The Telegraph has alerted readers that churches are in danger of falling into disrepair as diminishing congregations mean they are increasingly being added to the ‘at-risk’ register.
website image – St Anne’s Limehouse, recently added to the ‘at-risk’ register
The Telegraph writes:
The ‘heritage at risk’ list, which was released earlier this week, added 130 new churches, while 115 were removed. 6.3 per cent of listed places of worship are on the Register. Historic England, which compiles the list, said the number of churches was steadily growing as churches struggled to make enough money from the collection plate. The churches newly added to the list included the Church of St George the Martyr, on Borough High Street in Bermondsey, south London, which appears in Charles Dickens’ novel Little Dorrit. It has suffered extensive damage to the interior because of cement repairs carried out in the 1950s, which have cracked, allowing water to get in.
A spokesman for Historic England said: ‘This year’s statistics are not unusual – the number of Places of Worship on the Register has been creeping up over the last few years. This is because we have been working with partners from all denominations to better understand the condition of our Places of Worship, assisted by the Support Officer Posts we fund in several places. However it is fair to say that the deteriorating condition of these buildings nationally reflects a trend well publicised relating to the declining numbers in congregations, with smaller groups of people often struggling to look after their individual churches.’
Figures released earlier this month showed that Church of England Sunday congregation numbers have fallen to a new low of 780,000 people. Heritage groups and the Church of England called for more funding to help congregations repair churches.
A spokesman for the National Churches Trust, which works to preserve churches, said that maintaining them was a ‘major challenge for cash strapped congregations, especially in rural areas where the number of worshippers may be extremely small. Solutions include providing more money for repairs through schemes such as the government sponsored Roof Repair Fund and making it easier for churches to carry out regular maintenance, thereby preventing the need for expensive repairs.’

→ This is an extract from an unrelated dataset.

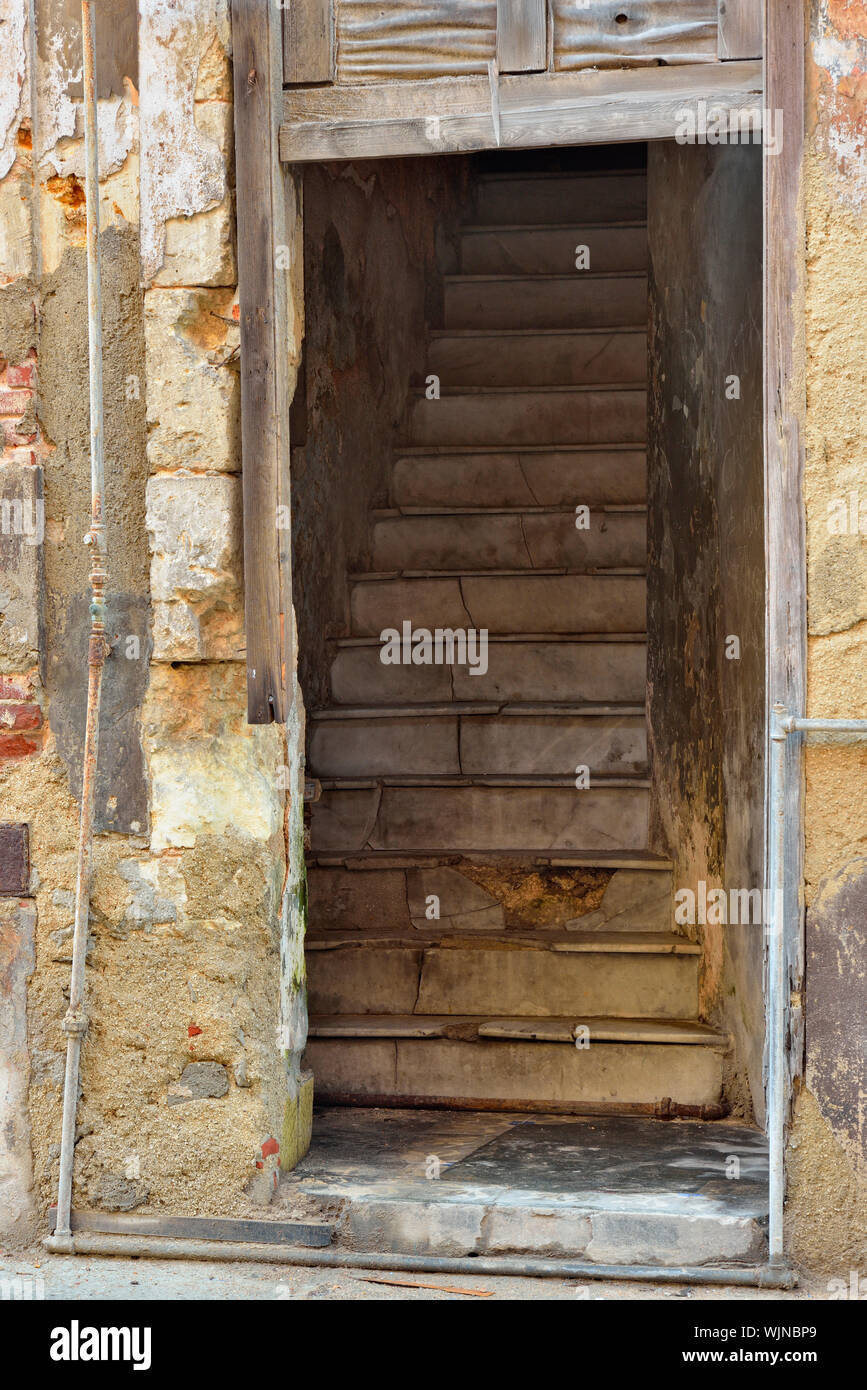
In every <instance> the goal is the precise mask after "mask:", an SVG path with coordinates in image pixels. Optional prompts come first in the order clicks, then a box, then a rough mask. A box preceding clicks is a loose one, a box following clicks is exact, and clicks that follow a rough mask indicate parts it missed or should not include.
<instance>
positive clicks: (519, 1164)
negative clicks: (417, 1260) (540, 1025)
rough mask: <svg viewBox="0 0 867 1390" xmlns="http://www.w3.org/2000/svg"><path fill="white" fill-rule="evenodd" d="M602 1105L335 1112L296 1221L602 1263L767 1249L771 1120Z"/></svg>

Becky Clark, Director of Churches and Cathedrals at the Church of England, said: ‘The challenges of caring for old and complex buildings are manifold and, like the rest of the heritage sector, we are facing increasing challenges in raising funds for repairs and maintenance.’ She added: ‘These statistics show us that there is still more to do in generating both funds and support for parishes that are using their listed church buildings to grow and sustain their community. The Church of England cannot care for these buildings on its own.’
Last week the Sunday Telegraph revealed that a number of cathedrals are piloting contactless donation boxes as an alternative to traditional cash boxes in an effort to boost donations.